[Intel-gfx] [PATCH v3 1/4] drm/i915: Get active pending request for given context

Tue Dec 11 11:58:11 UTC 2018

On 11/12/2018 10:14, Ankit Navik wrote:
> From: Praveen Diwakar <praveen.diwakar at intel.com>
> 
> This patch gives us the active pending request count which is yet
> to be submitted to the GPU
> 
> V2:
>   * Change 64-bit to atomic for request count. (Tvrtko Ursulin)
> 
> V3:
>   * Remove mutex for request count.
>   * Rebase.
>   * Fixes hitting underflow for predictive request. (Tvrtko Ursulin)
> 
> Cc: Aravindan Muthukumar <aravindan.muthukumar at intel.com>
> Cc: Kedar J Karanje <kedar.j.karanje at intel.com>
> Cc: Yogesh Marathe <yogesh.marathe at intel.com>
> Reviewed-by: Tvrtko Ursulin <tvrtko.ursulin at linux.intel.com>

No, I did not tag this with r-b and you are not allowed to do this!!

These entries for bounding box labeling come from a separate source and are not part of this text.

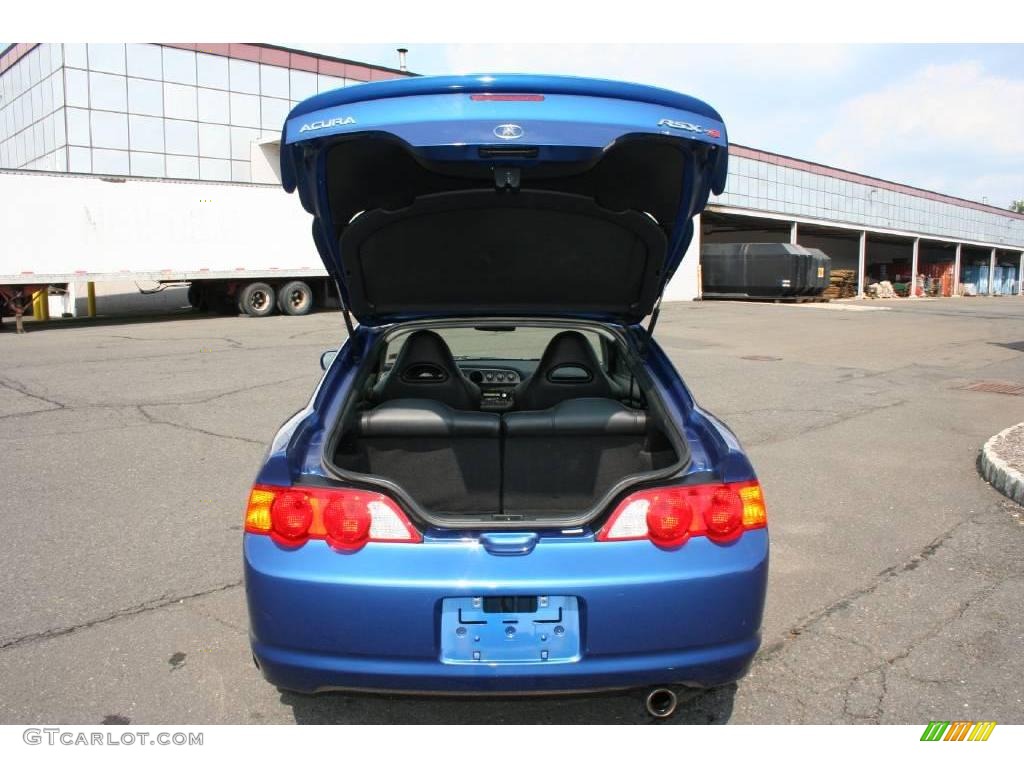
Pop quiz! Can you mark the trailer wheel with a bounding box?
[239,283,275,317]
[188,283,209,312]
[278,280,313,314]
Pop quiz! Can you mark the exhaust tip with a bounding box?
[644,688,679,719]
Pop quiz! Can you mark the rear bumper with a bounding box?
[252,635,761,694]
[245,530,768,693]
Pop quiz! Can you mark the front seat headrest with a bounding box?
[374,331,480,411]
[515,331,615,411]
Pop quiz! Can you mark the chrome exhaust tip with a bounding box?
[644,688,679,719]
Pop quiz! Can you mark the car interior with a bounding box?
[333,326,680,520]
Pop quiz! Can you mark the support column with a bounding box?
[910,238,921,299]
[988,248,995,296]
[857,229,867,299]
[953,243,964,296]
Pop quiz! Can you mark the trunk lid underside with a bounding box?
[282,76,727,325]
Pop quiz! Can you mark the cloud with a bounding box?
[814,60,1024,201]
[442,43,857,97]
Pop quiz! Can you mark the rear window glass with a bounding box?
[385,327,605,367]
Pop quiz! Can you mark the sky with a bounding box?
[307,42,1024,208]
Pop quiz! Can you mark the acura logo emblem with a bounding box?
[495,123,522,138]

> Signed-off-by: Praveen Diwakar <praveen.diwakar at intel.com>
> Signed-off-by: Ankit Navik <ankit.p.navik at intel.com>
> ---
>   drivers/gpu/drm/i915/i915_gem_context.c | 1 +
>   drivers/gpu/drm/i915/i915_gem_context.h | 5 +++++
>   drivers/gpu/drm/i915/i915_request.c     | 2 ++
>   drivers/gpu/drm/i915/intel_lrc.c        | 2 ++
>   4 files changed, 10 insertions(+)
> 
> diff --git a/drivers/gpu/drm/i915/i915_gem_context.c b/drivers/gpu/drm/i915/i915_gem_context.c
> index b10770c..0bcbe32 100644
> --- a/drivers/gpu/drm/i915/i915_gem_context.c
> +++ b/drivers/gpu/drm/i915/i915_gem_context.c
> @@ -387,6 +387,7 @@ i915_gem_create_context(struct drm_i915_private *dev_priv,
>   	}
>   
>   	trace_i915_context_create(ctx);
> +	atomic_set(&ctx->req_cnt, 0);
>   
>   	return ctx;
>   }
> diff --git a/drivers/gpu/drm/i915/i915_gem_context.h b/drivers/gpu/drm/i915/i915_gem_context.h
> index b116e49..e824b15 100644
> --- a/drivers/gpu/drm/i915/i915_gem_context.h
> +++ b/drivers/gpu/drm/i915/i915_gem_context.h
> @@ -194,6 +194,11 @@ struct i915_gem_context {
>   	 * context close.
>   	 */
>   	struct list_head handles_list;
> +
> +	/** req_cnt: tracks the pending commands, based on which we decide to
> +	 * go for low/medium/high load configuration of the GPU.
> +	 */
> +	atomic_t req_cnt;
>   };
>   
>   static inline bool i915_gem_context_is_closed(const struct i915_gem_context *ctx)
> diff --git a/drivers/gpu/drm/i915/i915_request.c b/drivers/gpu/drm/i915/i915_request.c
> index 5c2c93c..b90795a 100644
> --- a/drivers/gpu/drm/i915/i915_request.c
> +++ b/drivers/gpu/drm/i915/i915_request.c
> @@ -1113,6 +1113,8 @@ void i915_request_add(struct i915_request *request)
>   	}
>   	request->emitted_jiffies = jiffies;
>   
> +	atomic_inc(&request->gem_context->req_cnt);
> +
>   	/*
>   	 * Let the backend know a new request has arrived that may need
>   	 * to adjust the existing execution schedule due to a high priority
> diff --git a/drivers/gpu/drm/i915/intel_lrc.c b/drivers/gpu/drm/i915/intel_lrc.c
> index 1744792..d33f5ac 100644
> --- a/drivers/gpu/drm/i915/intel_lrc.c
> +++ b/drivers/gpu/drm/i915/intel_lrc.c
> @@ -1127,6 +1127,8 @@ static void execlists_submit_request(struct i915_request *request)
>   	submit_queue(engine, rq_prio(request));
>   
>   	spin_unlock_irqrestore(&engine->timeline.lock, flags);
> +
> +	atomic_dec(&request->gem_context->req_cnt);
>   }
>   
>   static struct i915_request *sched_to_request(struct i915_sched_node *node)
> 

With such placement of accounting you are only considering requests 
which are not yet runnable (due fences and implicit dependencies). If on 
the contrary everything is runnable, and there is a lot of it waiting 
for the GPU to execute it, this counter will show zero. And you'll 
decide to run in a reduced slice/EU configuration. There has to be some 
benchmarks which shows the adverse effect of this, you just haven't 
found it yet I guess.

Regards,

Tvrtko